A strangled sound of grief came from Raven’s throat, and Sean jerked her head back, pressing the blade harder against her skin.
Kell gritted his teeth till they ached. It was all he could do to refrain from leaping at his brother.
Sean’s voice dropped even further, to a hoarse whisper. “I thought I wanted you to pay as well, Kell. You were my brother. You should have saved me from him. I hated you for that.”
Kell felt the accusation like a knife thrust. Sean’s resentment had festered all these years, and now, like some pestilent wound, was pouring forth. “Sean, you don’t know how much I hated myself.”
The younger man shook his head. “No, I was wrong. You could not have saved me. Not then,” he whispered brokenly. “But you can now. You have to help me, Kell.”
“Of course I will help you.”
His green eyes turned desolate. “How? By having me thrown in prison?”
“I thought an asylum would be more humane.”
Sean shook his head, his eyes bleak. “I cannot live the rest of my life locked away.”
“I can’t allow you to remain free to kill again.”
“There is only one way to stop me, Kell. You know it.” With his head Sean gestured toward the second rapier lying on the bench. “Do you recognize these? These are Uncle’s dueling foils.”
“You’re asking me to duel with you? You have little skill with a rapier. I don’t want to hurt you.”
“You have no choice.” Sean glanced down at his hostage. “If you don’t want me to slit her throat, you will have to fight me, brother.”
Kell hesitated, dread roiling inside him at what Sean was implying.
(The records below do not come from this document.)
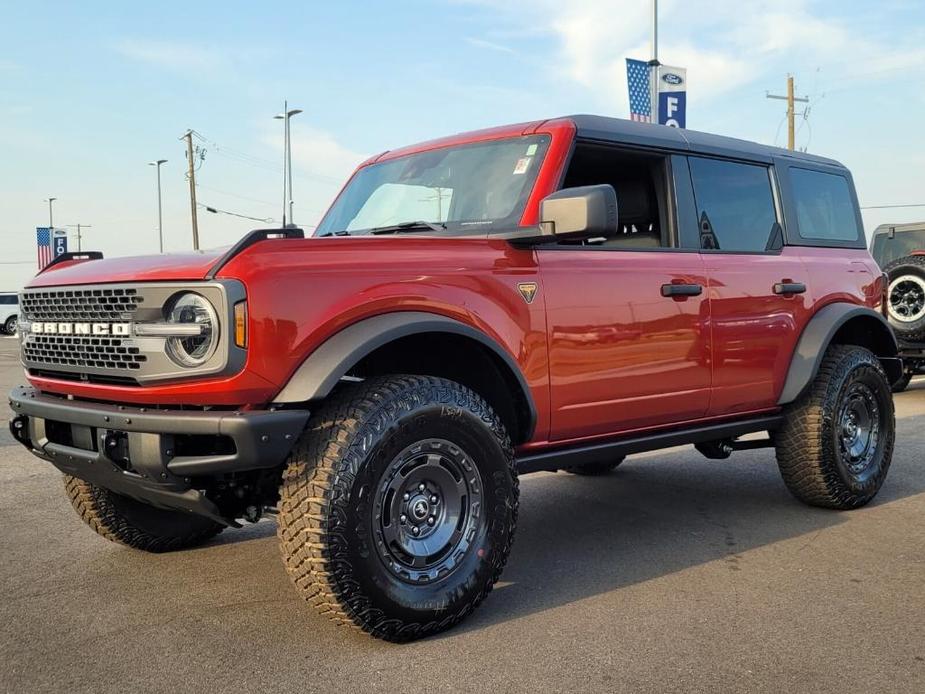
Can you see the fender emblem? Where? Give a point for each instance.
(527, 291)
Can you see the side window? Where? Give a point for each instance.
(824, 206)
(735, 205)
(641, 183)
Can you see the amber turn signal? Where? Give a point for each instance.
(240, 324)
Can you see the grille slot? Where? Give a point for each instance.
(93, 352)
(80, 304)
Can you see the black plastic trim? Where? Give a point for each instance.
(249, 240)
(262, 439)
(324, 367)
(598, 452)
(816, 337)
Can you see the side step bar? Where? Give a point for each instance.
(597, 452)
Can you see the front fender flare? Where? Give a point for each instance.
(818, 334)
(332, 360)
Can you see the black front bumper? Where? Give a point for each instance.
(77, 437)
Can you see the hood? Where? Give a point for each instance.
(142, 268)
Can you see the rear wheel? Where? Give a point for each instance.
(136, 524)
(398, 506)
(836, 445)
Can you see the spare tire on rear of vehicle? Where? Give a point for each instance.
(906, 297)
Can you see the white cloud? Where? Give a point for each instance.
(173, 55)
(490, 45)
(724, 46)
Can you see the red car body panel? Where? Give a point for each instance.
(601, 350)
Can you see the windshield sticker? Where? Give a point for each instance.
(522, 165)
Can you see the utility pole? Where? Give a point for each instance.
(790, 99)
(79, 235)
(51, 222)
(192, 179)
(160, 225)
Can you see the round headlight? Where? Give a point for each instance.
(192, 310)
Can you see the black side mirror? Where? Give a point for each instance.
(583, 211)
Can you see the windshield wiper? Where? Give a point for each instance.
(405, 227)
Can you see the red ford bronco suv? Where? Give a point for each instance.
(543, 296)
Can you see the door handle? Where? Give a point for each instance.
(785, 288)
(682, 289)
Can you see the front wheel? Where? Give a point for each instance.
(836, 445)
(136, 524)
(398, 506)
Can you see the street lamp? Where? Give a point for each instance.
(160, 226)
(287, 157)
(51, 224)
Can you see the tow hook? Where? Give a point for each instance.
(19, 429)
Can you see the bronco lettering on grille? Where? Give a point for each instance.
(56, 328)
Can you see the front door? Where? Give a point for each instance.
(629, 343)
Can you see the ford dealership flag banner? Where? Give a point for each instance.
(672, 96)
(637, 81)
(50, 243)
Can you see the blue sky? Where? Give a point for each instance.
(90, 92)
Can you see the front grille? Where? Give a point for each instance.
(91, 331)
(81, 304)
(93, 352)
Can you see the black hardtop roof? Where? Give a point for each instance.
(910, 226)
(651, 135)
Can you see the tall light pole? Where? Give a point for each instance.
(160, 225)
(79, 235)
(51, 221)
(287, 158)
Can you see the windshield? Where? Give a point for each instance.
(480, 185)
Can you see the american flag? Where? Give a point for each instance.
(43, 239)
(637, 80)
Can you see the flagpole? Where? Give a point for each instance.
(653, 65)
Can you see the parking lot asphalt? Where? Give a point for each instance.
(676, 573)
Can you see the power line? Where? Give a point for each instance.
(890, 207)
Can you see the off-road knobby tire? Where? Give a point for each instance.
(911, 331)
(902, 382)
(326, 516)
(807, 443)
(604, 467)
(134, 523)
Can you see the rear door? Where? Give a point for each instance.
(757, 286)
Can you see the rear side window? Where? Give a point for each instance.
(824, 206)
(735, 205)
But he couldn’t allow Raven to be hurt any further. “Very well.”
Sean bent down to retrieve the other foil, leaving the slightest opening for Kell to act.
Yet Raven moved before he could. Raising her bound hands, she struck Sean’s shoulder, evidently hoping to throw him off balance. But all it did was earn her a vicious clout. Sean swung his arm and connected with her head, knocking her to the wooden floor.
Kell had started forward, filled with rage and fear, but he halted abruptly when he saw Sean holding the point of his foil at Raven’s nape.
“Pick up your weapon,” he ordered in a hoarse tone.
Kell’s gaze riveted on his brother’s blade, so perilously close to piercing Raven’s flesh. “It doesn’t have to be this way, Sean.”
“You know it does. You have to end it.” His mouth curved in a bleak smile. “You always tried to take care of me. Please…do it one last time. Pick up the rapier.”
Grimly Kell complied, scooping up the foil. “En garde, then.”
Sean raised his own weapon and moved forward.
From her painful position on the floor, Raven watched with her heart in her throat as the two brothers engaged in what could be mortal combat. From the first it was clear that Kell’s skill was much greater than his brother’s. Sean’s movements were clumsy, slow, as if he were deliberately exposing his defenses. It was only moments before Kell caught his brother’s blade and, with a powerful twist of his wrist, sent it flying across the gazebo.
The light in Sean’s eyes was almost triumphant, Raven thought. He wanted to lose this fight, wanted to die, wanted Kell to kill him.
Just then Sean bent his head and lunged, charging at Kell like a maddened bull, clearly intending to impale himself on the sharp steel. Kell managed to jerk the point away at the last second, but Sean crashed into him, his momentum propelling Kell backward. They hit the wooden railing with a thud, and both of them tumbled over the edge, plummeting to the frozen ground below.